Ambiente

I dazi e la crisi della fiscalità internazionale

La fiscalità internazionale paga dazio. Ci sembra questa l’espressione che meglio sintetizza la grave crisi che sta vivendo il fisco internazionale, crisi oggi messa in luce dalle iniziative dell’Amministrazione Trump ma con radici più profonde, figlie della inadeguatezza delle regole attuali a intercettare e tassare in modo equo ambienti e fenomeni sempre più complessi e immateriali. La fiscalità di oggi non “dialoga” con lo spazio cibernetico e l’intelligenza artificiale e più che di iniziative multilaterali legislative o di soft law per limitare e regolare la sovranità fiscale degli Stati (a questo servirebbe il diritto tributario internazionale), si parla di accertamenti, a volte anche bizzarri. Ci si riferisce alle recenti verifiche sui social network che provano a quantificare, ai fini Iva, il valore dei dati personali in apparenza gratuitamente concessi dagli utenti alle piattaforme che però non sembrano considerare che i dati non sono gli unici fattori della produzione di queste aziende, che si nutrono di brevetti e algoritmi, e che il valore non è creato “solo” dalla partecipazione degli utenti. Inoltre, ammesso che si riesca nel complesso esercizio di determinare un valore attendibile, occorrerebbe accertare anche gli utenti che, nella prospettazione del fisco, riceverebbero una controprestazione in natura. Altra testimonianza dell’assenza di veri interventi riformatori è l’imposta sui servizi digitali, che era partita come imposta provvisoria ma oggi nei fatti è l’unica forma nuova di tassazione dell’economia digitale, assisa, peraltro, ironia della sorte, su una logica (tassazione dei ricavi da servizi digitali) che va in corto circuito rispetto agli accertamenti Iva ai social network. Certo, poi c’è la minimum tax al 15% del pillar 2, ma a fronte del costosissimo sforzo di attuazione di questo cervellotico meccanismo, oggi sembra che le nuove regole siano confinate in Europa e che producano aspettative di gettito molto deludenti.

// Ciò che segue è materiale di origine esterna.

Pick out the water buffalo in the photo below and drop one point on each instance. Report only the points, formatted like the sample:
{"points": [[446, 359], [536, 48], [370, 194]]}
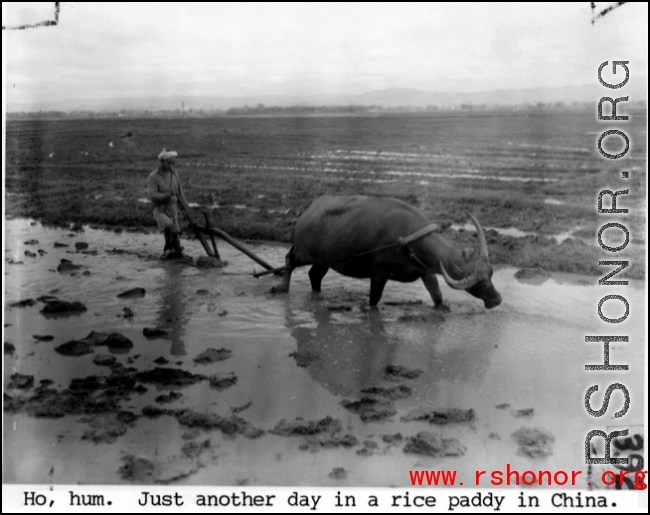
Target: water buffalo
{"points": [[359, 236]]}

Ma torniamo agli Stati Uniti e ai dazi. La storia economica dimostra come anche le guerre tariffarie, come le guerre vere e proprie, non hanno né vinti né vincitori e possono causare danni anche ai Paesi che le originano (si pensi solo alle spinte inflazionistiche dovute all’aumento dei prezzi o ai danni alle industrie europee di proprietà americana). Tuttavia, gli Stati Uniti non si stanno limitando ad imporre dazi, ma guardano anche alla fiscalità diretta. Tra le misure di “ritorsione” della (vecchia, è del 1934, ma mai usata) sezione 891 del codice tributario spunta anche la maggiorazione delle ritenute sugli utili Usa che tornano in Europa, che, dimenticando le convenzioni internazionali contro le doppie imposizioni, può arrivare fino al 60 per cento.

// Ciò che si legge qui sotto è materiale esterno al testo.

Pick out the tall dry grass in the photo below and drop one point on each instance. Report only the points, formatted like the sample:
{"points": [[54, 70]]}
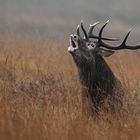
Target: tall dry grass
{"points": [[40, 95]]}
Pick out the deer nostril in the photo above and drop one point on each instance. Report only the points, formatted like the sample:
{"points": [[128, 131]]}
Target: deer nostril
{"points": [[73, 44]]}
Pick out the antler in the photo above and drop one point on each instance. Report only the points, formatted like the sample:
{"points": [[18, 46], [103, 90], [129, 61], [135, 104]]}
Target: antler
{"points": [[123, 44], [90, 34]]}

L’obiettivo della ritorsione, anche se non chiarissimo (un po’ come quando erroneamente si paragona l’Iva europea, che è un tributo neutrale, a un dazio), sono proprio le imposte sui servizi digitali e la minimum tax del pillar 2 di cui si diceva.

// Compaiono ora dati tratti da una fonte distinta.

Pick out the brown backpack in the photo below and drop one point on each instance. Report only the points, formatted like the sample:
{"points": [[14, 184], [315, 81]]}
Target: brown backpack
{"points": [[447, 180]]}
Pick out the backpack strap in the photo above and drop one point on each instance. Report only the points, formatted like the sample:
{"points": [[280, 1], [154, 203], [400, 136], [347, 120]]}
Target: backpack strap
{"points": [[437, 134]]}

Ecco allora che la vera risposta alla crisi della fiscalità internazionale dovrebbe essere quella di “scompaginare le carte” e perseguire idee nuove ed europee, che prendano atto della rilevanza di attori economici non territoriali e non statali che producono ricchezza da assoggettare ad imposizione in un’ottica di una più equa redistribuzione della ricchezza stessa. Una via europea con intendimenti non dissimili da quelli del pillar 1 Ocse, che però sembra fermo, facendo leva sul fatto che la politica commerciale è competenza dell’Unione e che è giunto il momento di cercare convergenza tra i Paesi membri anche sulla fiscalità diretta. Non solo sulla tassazione su base consolidata (Befit) ma anche su concetti come stabile organizzazione (o, più semplicemente,“presenza”) digitale, nuove regole di transfer pricing (che oggi devono dialogare anche con i dazi, peraltro), sorte del Pillar 2 (forse bastano le regole Cfc, visto che gli Usa tengono stretto la loro Gilti), dalla estensione più marcata ai Paesi membri dei programmi di cooperative compliance e, perché no, misure di attrazione di investimenti. E’ un compito difficile ma i punti di (ri)partenza da affrontare li sappiamo e passano dall’abbandono dei confini territoriali della tassazione, da cosa si intende per value created, dalla effettiva valutazione se sia così decisiva la partecipazione degli utenti alle piattaforme, dal destino dell’imposta sui servizi digitali, fino a capire se non è forse giunto il tempo di passare ad una una concezione puramente oggettiva del reddito basata su una sua ripartizione formularia (formulary apportionment), coordinata con la proposta Befit e con le regole di transfer pricing di cui si diceva.